I have a Pandas dataframe with one column: Crime type. The column contains 16 different "categories" of crime, which I would like to visualise as a word cloud, with words sized based on their frequency within the dataframe.
I have attempted to do this with the following code:
To bring the data in:
fields = ['Crime type']
text2 = pd.read_csv('allCrime.csv', usecols=fields)
To generate the word cloud:
wordcloud2 = WordCloud().generate(text2)
# Generate plot
plt.imshow(wordcloud2)
plt.axis("off")
plt.show()
However, I get this error:
TypeError: expected string or bytes-like object
I was able to create an earlier word cloud from the full dataset, using the following code, but I want the word cloud to only generate words from the specific column, 'crime type' ('allCrime.csv' contains approx. 13 columns):
text = open('allCrime.csv').read()
wordcloud = WordCloud().generate(text)
# Generate plot
plt.imshow(wordcloud)
plt.axis("off")
plt.show()
I'm new to Python and Pandas (and coding generally!) so all help is gratefully received.

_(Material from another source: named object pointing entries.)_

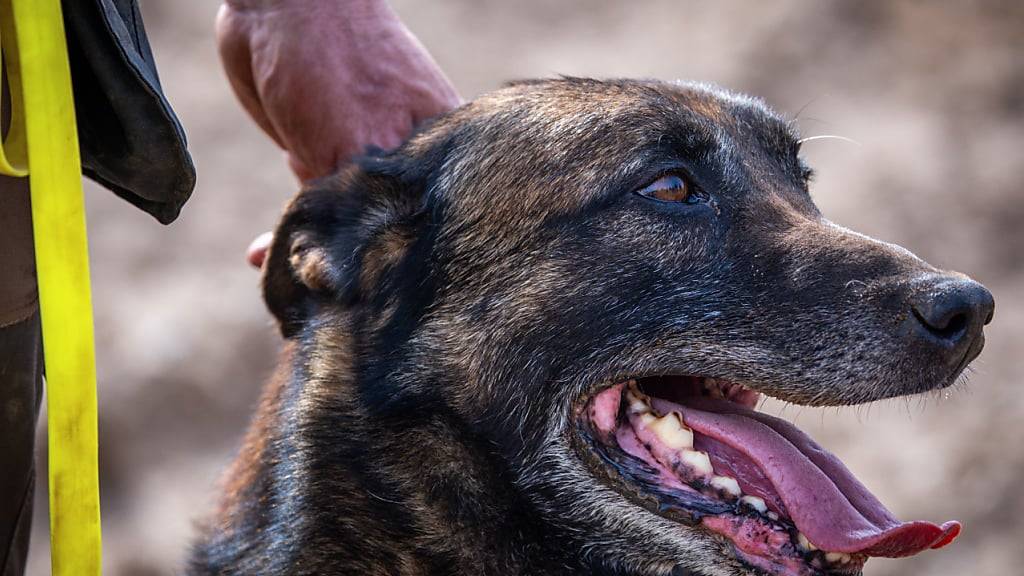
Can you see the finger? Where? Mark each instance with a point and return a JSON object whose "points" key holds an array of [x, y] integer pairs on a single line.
{"points": [[256, 253], [235, 47]]}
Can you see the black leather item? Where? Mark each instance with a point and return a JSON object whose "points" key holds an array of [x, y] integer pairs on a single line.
{"points": [[20, 394], [130, 139]]}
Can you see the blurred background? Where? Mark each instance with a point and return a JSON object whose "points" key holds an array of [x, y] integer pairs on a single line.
{"points": [[934, 91]]}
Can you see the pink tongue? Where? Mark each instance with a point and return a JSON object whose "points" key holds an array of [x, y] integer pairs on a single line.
{"points": [[822, 497]]}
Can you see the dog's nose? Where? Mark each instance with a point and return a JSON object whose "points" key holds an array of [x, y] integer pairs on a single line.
{"points": [[951, 312]]}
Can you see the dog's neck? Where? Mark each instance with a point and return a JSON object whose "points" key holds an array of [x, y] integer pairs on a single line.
{"points": [[328, 487]]}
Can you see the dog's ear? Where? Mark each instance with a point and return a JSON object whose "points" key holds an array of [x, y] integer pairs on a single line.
{"points": [[321, 244]]}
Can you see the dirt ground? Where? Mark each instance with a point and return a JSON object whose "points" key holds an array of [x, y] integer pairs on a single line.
{"points": [[934, 92]]}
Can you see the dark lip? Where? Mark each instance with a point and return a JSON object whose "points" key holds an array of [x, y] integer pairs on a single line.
{"points": [[594, 455]]}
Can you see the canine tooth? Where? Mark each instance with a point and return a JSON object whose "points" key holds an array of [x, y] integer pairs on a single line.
{"points": [[837, 558], [804, 543], [670, 429], [756, 503], [696, 460], [727, 485]]}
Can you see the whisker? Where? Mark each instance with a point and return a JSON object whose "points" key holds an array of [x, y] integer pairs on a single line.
{"points": [[828, 136]]}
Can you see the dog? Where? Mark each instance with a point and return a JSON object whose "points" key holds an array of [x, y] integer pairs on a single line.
{"points": [[531, 339]]}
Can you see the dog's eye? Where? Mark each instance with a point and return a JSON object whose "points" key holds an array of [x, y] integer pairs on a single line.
{"points": [[672, 188]]}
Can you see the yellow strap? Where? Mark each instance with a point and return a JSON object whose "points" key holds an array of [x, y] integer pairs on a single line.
{"points": [[37, 58]]}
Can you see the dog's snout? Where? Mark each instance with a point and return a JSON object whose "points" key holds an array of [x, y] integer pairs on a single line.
{"points": [[952, 312]]}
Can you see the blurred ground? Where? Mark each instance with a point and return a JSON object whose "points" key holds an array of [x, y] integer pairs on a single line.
{"points": [[933, 90]]}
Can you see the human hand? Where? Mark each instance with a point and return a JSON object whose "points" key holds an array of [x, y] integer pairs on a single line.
{"points": [[327, 79]]}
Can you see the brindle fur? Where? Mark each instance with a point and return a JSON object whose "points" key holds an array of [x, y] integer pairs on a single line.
{"points": [[448, 304]]}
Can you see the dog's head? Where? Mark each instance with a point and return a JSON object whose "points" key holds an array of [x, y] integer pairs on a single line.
{"points": [[598, 279]]}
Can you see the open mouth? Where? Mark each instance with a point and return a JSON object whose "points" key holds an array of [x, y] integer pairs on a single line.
{"points": [[695, 450]]}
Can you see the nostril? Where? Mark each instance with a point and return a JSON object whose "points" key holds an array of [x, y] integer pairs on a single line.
{"points": [[946, 328], [953, 311]]}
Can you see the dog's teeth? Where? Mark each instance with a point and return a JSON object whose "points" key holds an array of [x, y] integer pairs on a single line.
{"points": [[755, 502], [838, 558], [672, 433], [698, 461], [804, 543], [726, 485]]}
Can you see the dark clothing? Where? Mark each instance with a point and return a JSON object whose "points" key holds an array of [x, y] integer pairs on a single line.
{"points": [[130, 142], [20, 393]]}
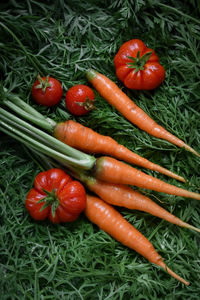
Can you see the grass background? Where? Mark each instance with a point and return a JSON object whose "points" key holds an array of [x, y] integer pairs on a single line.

The problem is that the WordCloud.generate
method that you are using expects a string on which it will count the word instances but you provide a pd.Series
.
Depending on what you want the word cloud to generate on you can either do:
wordcloud2 = WordCloud().generate(' '.join(text2['Crime Type']))
, which would concatenate all words in your dataframe column and then count all instances.
Use WordCloud.generate_from_frequencies
to manually pass the computed frequencies of words.